Avevo premesso di voler parlare a nome personale ed allora ammetto che ho pagato lo scotto di un eccessivo “idealismo” forse consolidato dal nome che porto, tanto da indurmi a sperare contro ogni speranza.

Sicuramente oggi faccio verifica e raccolgo i pezzi di grossi errori di valutazione che mi accollo totalmente ma la buona fede, la fiducia, la fedeltà all’Ideale e, soprattutto, il rispetto assoluto verso tutti gli interlocutori coinvolti quelli ci sono stati tutti e Chi tutto sa e conosce mi è testimone.

Ancora ora la mia fede è fortemente provata nel dover attingere energie tali da affrontare quanto accaduto, nel dover trovare il coraggio per scrivere i titoli di coda di questa storia, nel dover trovare un senso nell’annullare delle iniziative che, aldilà del lavoro speso per un intero anno, vedevano coinvolte troppe persone, troppe sensibilità, troppi destinatari “particolari”, troppe vite!

Ecco questo oggi continua a rappresentare per me un assurdo visto che:

  • la Gifra Minori aveva già scritto un comunicato nel quale dichiarava di non voler portare avanti pseudo-battaglie ma delegando ed incentivando l’unità nelle singole regioni e salvaguardando solo quanto previsto dal punto di vista pastorale per l’estate;

  • la Gifra Minori si era resa disponibile alla cooptazione solo richiedendo l’opzione di renderla operativa da settembre per ovvie ragioni logistiche;

  • la Gifra Minori aveva semplicemente richiesto delle risposte all’Ofs nell’ottica di quella responsabilità giuridica sempre rivendicata;

Alla luce di queste cose rimangono in piedi degli interrogativi:

  • che bisogno c’era di trattarci come dei dissidenti?!

  • che bisogno c’era di dichiarare cose che avevamo già assunto con il nostro comunicato del 8 maggio?

  • che bisogno c’era di non salvaguardare esplicitamente, neanche con una riga, delle iniziative estive ormai organizzate con il coinvolgimento di 3 vescovi, di un cardinale, di Don Mazzi, di detenuti, di 300 adolescenti, di enti locali, di direttori di pastorale giovanile nazionali e locali, di istituzioni civili, di strutture bloccate, di investimenti economici, ecc. ecc?!

Ecco, io mi assumo tutte le mie responsabilità ed arrivo anche a supporre che forse la Gifra Minori in questo momento storico avesse bisogno di un altro presidente con meno limiti, con un’altra personalità e temperamento ma permettetemi di ricordare a tutti che il nostro Capitolo delle stuoie elettivo, celebrato in Albano Laziale nell’agosto del 2007, seppur nel contestato difetto formale, è avvenuto con la benedizione dei Frati Minori accompagnata da un invito da noi subito accolto… un Capitolo benedetto per un mandato di 3 anni che non ha concluso neanche il secondo seppur inseriti in un percorso di piena comunione con i Frati Minori e con la Chiesa Giovane (SNPG).

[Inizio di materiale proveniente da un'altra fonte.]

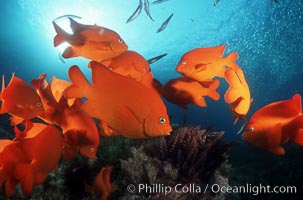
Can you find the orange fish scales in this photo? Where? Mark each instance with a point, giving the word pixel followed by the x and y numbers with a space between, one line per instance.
pixel 130 108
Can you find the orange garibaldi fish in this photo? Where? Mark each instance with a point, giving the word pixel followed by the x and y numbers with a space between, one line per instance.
pixel 90 41
pixel 29 157
pixel 275 124
pixel 79 129
pixel 183 91
pixel 19 100
pixel 129 63
pixel 128 107
pixel 238 94
pixel 203 64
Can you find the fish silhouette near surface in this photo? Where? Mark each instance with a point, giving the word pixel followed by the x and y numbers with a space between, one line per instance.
pixel 275 124
pixel 183 91
pixel 130 64
pixel 79 129
pixel 29 158
pixel 155 59
pixel 90 41
pixel 164 24
pixel 147 9
pixel 128 107
pixel 238 94
pixel 203 64
pixel 136 13
pixel 19 100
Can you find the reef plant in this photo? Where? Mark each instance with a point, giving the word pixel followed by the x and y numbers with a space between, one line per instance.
pixel 189 156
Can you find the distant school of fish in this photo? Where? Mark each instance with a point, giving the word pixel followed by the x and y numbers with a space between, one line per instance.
pixel 125 99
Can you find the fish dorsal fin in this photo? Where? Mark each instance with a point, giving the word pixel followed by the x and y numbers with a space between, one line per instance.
pixel 277 150
pixel 296 103
pixel 201 67
pixel 99 72
pixel 274 135
pixel 75 26
pixel 128 122
pixel 220 49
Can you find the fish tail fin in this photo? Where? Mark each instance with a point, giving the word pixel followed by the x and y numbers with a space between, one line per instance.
pixel 2 88
pixel 213 90
pixel 37 83
pixel 297 124
pixel 61 35
pixel 79 84
pixel 24 173
pixel 230 60
pixel 232 93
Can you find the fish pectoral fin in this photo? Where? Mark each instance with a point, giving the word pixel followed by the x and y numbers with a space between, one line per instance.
pixel 100 46
pixel 201 67
pixel 231 95
pixel 69 53
pixel 15 120
pixel 24 173
pixel 277 150
pixel 200 101
pixel 128 120
pixel 298 138
pixel 90 108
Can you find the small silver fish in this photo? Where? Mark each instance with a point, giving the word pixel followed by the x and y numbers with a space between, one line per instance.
pixel 66 16
pixel 136 13
pixel 146 8
pixel 163 26
pixel 216 2
pixel 61 59
pixel 154 59
pixel 158 1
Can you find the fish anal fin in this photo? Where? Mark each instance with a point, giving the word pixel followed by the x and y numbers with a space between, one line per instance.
pixel 10 186
pixel 69 53
pixel 277 150
pixel 231 95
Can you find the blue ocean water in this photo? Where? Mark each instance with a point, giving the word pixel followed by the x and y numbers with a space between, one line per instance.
pixel 266 34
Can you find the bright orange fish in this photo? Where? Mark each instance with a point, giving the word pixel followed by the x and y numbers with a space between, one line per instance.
pixel 90 41
pixel 183 91
pixel 79 129
pixel 101 185
pixel 275 124
pixel 238 94
pixel 19 100
pixel 130 64
pixel 203 64
pixel 130 108
pixel 30 157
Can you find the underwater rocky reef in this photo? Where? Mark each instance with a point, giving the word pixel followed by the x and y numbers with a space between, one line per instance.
pixel 190 156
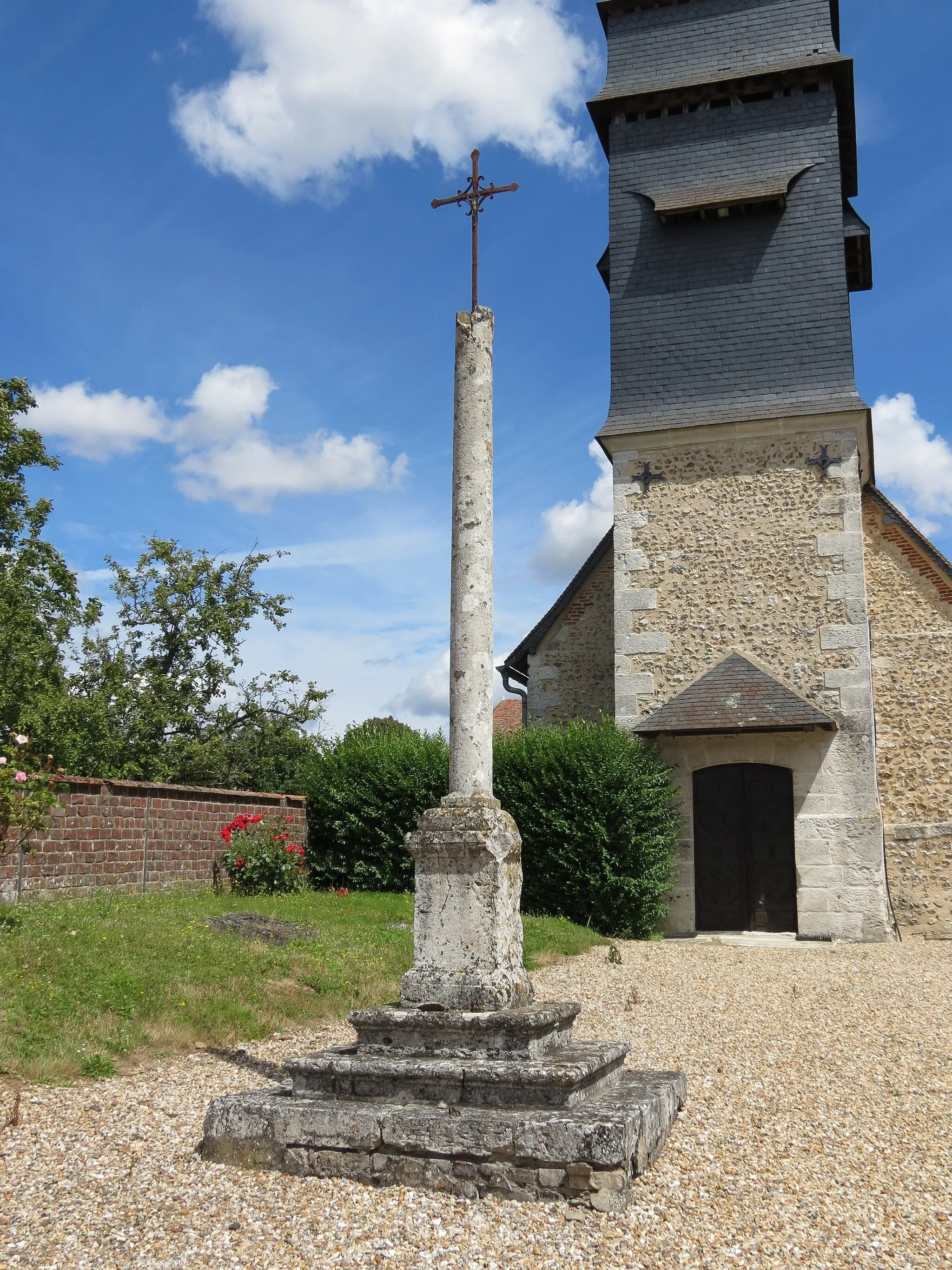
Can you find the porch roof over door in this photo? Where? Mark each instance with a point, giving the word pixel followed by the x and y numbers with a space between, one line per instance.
pixel 734 696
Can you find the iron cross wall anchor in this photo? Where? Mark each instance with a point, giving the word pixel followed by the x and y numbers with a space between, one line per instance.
pixel 647 477
pixel 824 461
pixel 475 196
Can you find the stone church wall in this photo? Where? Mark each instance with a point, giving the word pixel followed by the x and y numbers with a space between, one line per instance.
pixel 747 546
pixel 911 611
pixel 572 675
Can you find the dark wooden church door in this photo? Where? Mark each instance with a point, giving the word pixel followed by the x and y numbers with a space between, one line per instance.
pixel 746 874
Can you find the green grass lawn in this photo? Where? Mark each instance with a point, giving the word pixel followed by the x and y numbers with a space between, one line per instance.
pixel 91 987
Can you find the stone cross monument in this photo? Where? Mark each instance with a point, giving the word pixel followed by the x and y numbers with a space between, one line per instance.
pixel 468 932
pixel 464 1085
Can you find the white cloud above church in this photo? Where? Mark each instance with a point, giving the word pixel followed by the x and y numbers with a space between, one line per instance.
pixel 572 530
pixel 913 461
pixel 224 451
pixel 327 86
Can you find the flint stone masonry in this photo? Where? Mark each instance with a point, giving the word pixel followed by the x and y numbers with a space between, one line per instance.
pixel 115 835
pixel 564 1077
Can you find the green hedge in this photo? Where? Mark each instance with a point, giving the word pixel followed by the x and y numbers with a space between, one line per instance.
pixel 365 795
pixel 598 826
pixel 593 805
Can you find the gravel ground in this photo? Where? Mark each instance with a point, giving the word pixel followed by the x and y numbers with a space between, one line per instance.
pixel 817 1133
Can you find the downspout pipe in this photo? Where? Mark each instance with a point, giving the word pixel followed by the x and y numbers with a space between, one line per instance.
pixel 507 675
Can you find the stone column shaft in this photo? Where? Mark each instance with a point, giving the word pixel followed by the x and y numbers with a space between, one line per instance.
pixel 468 932
pixel 471 586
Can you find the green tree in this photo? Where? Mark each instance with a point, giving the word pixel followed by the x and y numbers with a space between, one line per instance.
pixel 40 600
pixel 158 696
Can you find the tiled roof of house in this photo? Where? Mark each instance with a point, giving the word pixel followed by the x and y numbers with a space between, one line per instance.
pixel 508 715
pixel 735 696
pixel 518 659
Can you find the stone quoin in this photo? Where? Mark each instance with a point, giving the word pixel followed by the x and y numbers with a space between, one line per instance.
pixel 466 1085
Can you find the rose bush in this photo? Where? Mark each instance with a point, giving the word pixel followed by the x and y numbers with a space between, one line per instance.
pixel 261 858
pixel 28 791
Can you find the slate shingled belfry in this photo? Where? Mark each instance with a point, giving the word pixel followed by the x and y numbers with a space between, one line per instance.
pixel 749 539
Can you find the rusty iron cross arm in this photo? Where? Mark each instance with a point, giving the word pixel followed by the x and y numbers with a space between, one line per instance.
pixel 475 196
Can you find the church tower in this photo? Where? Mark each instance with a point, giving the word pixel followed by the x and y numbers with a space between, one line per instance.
pixel 740 447
pixel 760 610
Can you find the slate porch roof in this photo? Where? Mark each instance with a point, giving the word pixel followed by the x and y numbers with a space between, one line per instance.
pixel 734 696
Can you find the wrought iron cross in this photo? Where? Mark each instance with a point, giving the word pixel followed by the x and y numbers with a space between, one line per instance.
pixel 824 461
pixel 647 477
pixel 475 196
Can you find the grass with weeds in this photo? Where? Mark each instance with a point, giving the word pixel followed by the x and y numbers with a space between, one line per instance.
pixel 91 987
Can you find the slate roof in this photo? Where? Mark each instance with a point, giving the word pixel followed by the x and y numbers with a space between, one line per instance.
pixel 735 696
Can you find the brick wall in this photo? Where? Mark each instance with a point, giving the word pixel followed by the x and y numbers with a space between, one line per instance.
pixel 120 833
pixel 572 675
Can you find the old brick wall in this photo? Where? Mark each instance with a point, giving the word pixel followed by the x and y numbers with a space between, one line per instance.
pixel 911 611
pixel 122 835
pixel 572 675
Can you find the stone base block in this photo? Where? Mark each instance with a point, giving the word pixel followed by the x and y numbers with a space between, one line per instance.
pixel 560 1078
pixel 529 1031
pixel 586 1155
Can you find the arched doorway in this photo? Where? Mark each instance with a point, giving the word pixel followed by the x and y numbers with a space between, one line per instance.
pixel 746 874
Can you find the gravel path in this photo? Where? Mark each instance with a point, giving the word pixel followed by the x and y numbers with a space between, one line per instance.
pixel 817 1135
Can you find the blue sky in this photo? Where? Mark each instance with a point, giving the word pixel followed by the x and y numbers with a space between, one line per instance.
pixel 242 332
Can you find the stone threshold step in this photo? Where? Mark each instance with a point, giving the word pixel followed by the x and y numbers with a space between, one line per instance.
pixel 586 1155
pixel 562 1078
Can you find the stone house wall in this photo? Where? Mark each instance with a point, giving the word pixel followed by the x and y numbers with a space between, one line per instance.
pixel 131 836
pixel 747 546
pixel 911 612
pixel 572 675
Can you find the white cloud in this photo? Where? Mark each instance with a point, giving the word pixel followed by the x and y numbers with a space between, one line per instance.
pixel 874 119
pixel 572 530
pixel 324 86
pixel 225 454
pixel 98 425
pixel 427 695
pixel 913 460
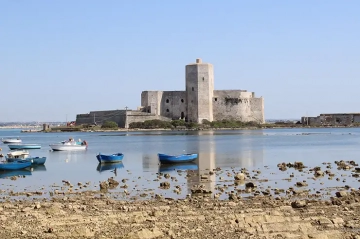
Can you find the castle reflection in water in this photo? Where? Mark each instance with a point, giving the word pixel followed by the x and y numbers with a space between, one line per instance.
pixel 223 151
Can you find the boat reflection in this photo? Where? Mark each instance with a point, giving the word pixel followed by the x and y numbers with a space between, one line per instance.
pixel 34 168
pixel 182 167
pixel 19 172
pixel 109 166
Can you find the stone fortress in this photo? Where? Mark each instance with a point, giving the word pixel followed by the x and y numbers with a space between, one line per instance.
pixel 197 103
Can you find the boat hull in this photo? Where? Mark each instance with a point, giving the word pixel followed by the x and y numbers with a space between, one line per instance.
pixel 11 141
pixel 32 160
pixel 181 167
pixel 24 146
pixel 113 158
pixel 64 147
pixel 109 166
pixel 21 164
pixel 171 159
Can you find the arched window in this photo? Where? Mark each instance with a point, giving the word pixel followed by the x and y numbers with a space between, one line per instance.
pixel 182 115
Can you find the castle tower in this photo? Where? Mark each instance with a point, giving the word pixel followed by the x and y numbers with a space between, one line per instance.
pixel 199 91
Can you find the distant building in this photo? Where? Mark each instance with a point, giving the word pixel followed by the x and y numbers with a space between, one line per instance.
pixel 334 119
pixel 198 102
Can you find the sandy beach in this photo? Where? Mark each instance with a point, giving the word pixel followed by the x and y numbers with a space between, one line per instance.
pixel 264 213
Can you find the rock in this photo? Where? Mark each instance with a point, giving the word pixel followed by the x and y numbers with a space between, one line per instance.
pixel 299 204
pixel 250 185
pixel 165 185
pixel 341 194
pixel 239 176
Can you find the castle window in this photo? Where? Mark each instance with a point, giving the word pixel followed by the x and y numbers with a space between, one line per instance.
pixel 182 115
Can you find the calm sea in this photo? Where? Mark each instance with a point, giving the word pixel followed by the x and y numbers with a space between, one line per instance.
pixel 229 149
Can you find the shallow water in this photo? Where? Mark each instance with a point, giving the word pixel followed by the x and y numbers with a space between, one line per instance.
pixel 228 149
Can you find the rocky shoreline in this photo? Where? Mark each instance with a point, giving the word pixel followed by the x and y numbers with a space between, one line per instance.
pixel 85 216
pixel 250 209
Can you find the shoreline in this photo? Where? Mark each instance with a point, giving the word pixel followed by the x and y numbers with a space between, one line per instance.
pixel 241 205
pixel 198 129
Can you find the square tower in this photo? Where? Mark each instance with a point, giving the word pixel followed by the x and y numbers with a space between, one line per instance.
pixel 199 91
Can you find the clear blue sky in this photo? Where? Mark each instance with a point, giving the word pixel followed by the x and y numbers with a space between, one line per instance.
pixel 66 57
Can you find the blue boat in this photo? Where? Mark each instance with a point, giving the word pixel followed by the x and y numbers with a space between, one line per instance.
pixel 183 158
pixel 37 167
pixel 111 158
pixel 33 160
pixel 21 164
pixel 24 146
pixel 109 166
pixel 10 173
pixel 175 167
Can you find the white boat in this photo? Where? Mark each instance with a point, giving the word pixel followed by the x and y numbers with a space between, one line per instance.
pixel 21 154
pixel 69 145
pixel 11 140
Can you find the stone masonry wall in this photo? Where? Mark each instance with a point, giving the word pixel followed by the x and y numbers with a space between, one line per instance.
pixel 238 105
pixel 100 117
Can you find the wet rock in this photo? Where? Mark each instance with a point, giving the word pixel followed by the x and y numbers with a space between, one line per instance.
pixel 299 204
pixel 239 176
pixel 250 185
pixel 165 185
pixel 341 194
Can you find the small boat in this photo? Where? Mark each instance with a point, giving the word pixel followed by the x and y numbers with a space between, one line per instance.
pixel 183 158
pixel 110 158
pixel 69 145
pixel 181 167
pixel 14 165
pixel 24 146
pixel 109 166
pixel 11 140
pixel 17 155
pixel 32 160
pixel 37 167
pixel 11 173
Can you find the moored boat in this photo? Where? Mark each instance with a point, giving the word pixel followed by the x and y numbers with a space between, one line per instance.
pixel 109 166
pixel 24 146
pixel 18 154
pixel 11 140
pixel 180 167
pixel 109 158
pixel 182 158
pixel 11 173
pixel 69 145
pixel 20 164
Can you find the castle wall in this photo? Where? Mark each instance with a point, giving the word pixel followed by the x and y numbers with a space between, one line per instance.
pixel 100 117
pixel 238 105
pixel 173 104
pixel 199 91
pixel 151 101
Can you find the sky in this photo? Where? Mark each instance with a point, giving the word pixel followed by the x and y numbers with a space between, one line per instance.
pixel 62 58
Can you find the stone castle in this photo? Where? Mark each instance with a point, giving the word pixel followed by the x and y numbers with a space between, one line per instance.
pixel 198 102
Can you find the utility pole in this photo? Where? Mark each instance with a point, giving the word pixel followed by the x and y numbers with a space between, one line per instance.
pixel 126 126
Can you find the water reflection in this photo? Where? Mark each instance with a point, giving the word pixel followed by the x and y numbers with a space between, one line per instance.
pixel 109 167
pixel 10 173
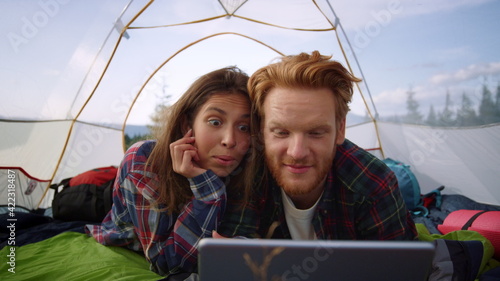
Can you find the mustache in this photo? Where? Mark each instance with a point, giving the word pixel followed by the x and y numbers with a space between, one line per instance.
pixel 290 161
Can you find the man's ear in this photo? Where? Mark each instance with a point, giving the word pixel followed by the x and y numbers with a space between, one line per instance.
pixel 340 137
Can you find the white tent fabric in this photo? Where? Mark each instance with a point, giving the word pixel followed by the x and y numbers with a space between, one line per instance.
pixel 73 73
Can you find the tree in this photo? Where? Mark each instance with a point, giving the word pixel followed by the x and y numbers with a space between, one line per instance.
pixel 431 117
pixel 412 115
pixel 487 107
pixel 497 105
pixel 466 115
pixel 446 117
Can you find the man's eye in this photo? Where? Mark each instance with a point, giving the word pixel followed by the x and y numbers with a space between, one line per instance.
pixel 215 122
pixel 316 133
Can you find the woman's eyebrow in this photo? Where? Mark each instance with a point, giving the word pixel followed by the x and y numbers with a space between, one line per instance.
pixel 221 111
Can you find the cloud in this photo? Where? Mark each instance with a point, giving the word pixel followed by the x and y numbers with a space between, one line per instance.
pixel 385 11
pixel 470 72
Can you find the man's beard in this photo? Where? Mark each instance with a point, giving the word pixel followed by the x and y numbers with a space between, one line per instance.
pixel 312 182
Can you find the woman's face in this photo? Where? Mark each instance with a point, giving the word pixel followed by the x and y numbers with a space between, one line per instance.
pixel 222 132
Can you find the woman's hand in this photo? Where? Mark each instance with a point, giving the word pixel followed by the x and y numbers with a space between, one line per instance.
pixel 184 156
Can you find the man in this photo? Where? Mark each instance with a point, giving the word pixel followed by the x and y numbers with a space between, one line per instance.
pixel 316 184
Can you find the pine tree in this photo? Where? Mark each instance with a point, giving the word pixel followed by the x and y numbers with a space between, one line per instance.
pixel 487 107
pixel 446 117
pixel 431 117
pixel 466 115
pixel 497 105
pixel 413 115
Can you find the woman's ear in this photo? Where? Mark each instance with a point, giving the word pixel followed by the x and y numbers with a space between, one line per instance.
pixel 185 127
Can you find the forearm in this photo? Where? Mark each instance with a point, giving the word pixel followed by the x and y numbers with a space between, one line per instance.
pixel 197 220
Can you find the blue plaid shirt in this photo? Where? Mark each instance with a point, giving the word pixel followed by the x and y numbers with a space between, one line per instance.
pixel 361 201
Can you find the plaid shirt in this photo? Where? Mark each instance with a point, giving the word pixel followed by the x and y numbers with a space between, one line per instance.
pixel 168 241
pixel 361 201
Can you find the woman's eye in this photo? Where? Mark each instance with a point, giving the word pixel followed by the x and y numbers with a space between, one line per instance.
pixel 280 133
pixel 244 128
pixel 215 122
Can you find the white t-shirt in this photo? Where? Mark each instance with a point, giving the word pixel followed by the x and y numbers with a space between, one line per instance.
pixel 299 221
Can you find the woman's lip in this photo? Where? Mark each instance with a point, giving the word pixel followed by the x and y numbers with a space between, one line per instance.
pixel 224 159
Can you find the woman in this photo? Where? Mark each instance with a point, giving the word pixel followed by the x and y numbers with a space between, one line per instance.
pixel 171 192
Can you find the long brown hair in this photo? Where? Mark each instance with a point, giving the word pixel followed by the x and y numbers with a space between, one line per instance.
pixel 173 188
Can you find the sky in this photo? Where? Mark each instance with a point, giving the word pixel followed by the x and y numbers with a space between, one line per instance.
pixel 431 47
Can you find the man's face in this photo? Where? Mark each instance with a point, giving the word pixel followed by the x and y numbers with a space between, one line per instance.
pixel 300 136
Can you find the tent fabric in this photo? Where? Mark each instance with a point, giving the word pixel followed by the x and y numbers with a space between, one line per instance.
pixel 75 73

Dopo 17 anni di cammino oggi sento di non riconoscermi in questa famiglia e, sono certa, lo stesso valga anche al contrario, consapevole che non rappresenterà una grossa perdita perché tante le risorse valide e solide presenti è doveroso, però, dover registrare che purtroppo non sono l’unica.

Quando ogni certezza sembra crollare, nel “mio” caso le certezze di un’intera giovinezza, ciò che salva dalla disperazione è Colui che è Via perché saprà condurmi per mano indicandomi il nuovo sentiero da percorrere, Colui che è Verità rafforzando la mia FEDE anche di fronte alle accuse, alle insinuazioni e alle maldicenze, Colui che è Vita, una vita che attende solo di essere vissuta con coraggio, imparando dal passato ed aprendosi col fiducia al futuro.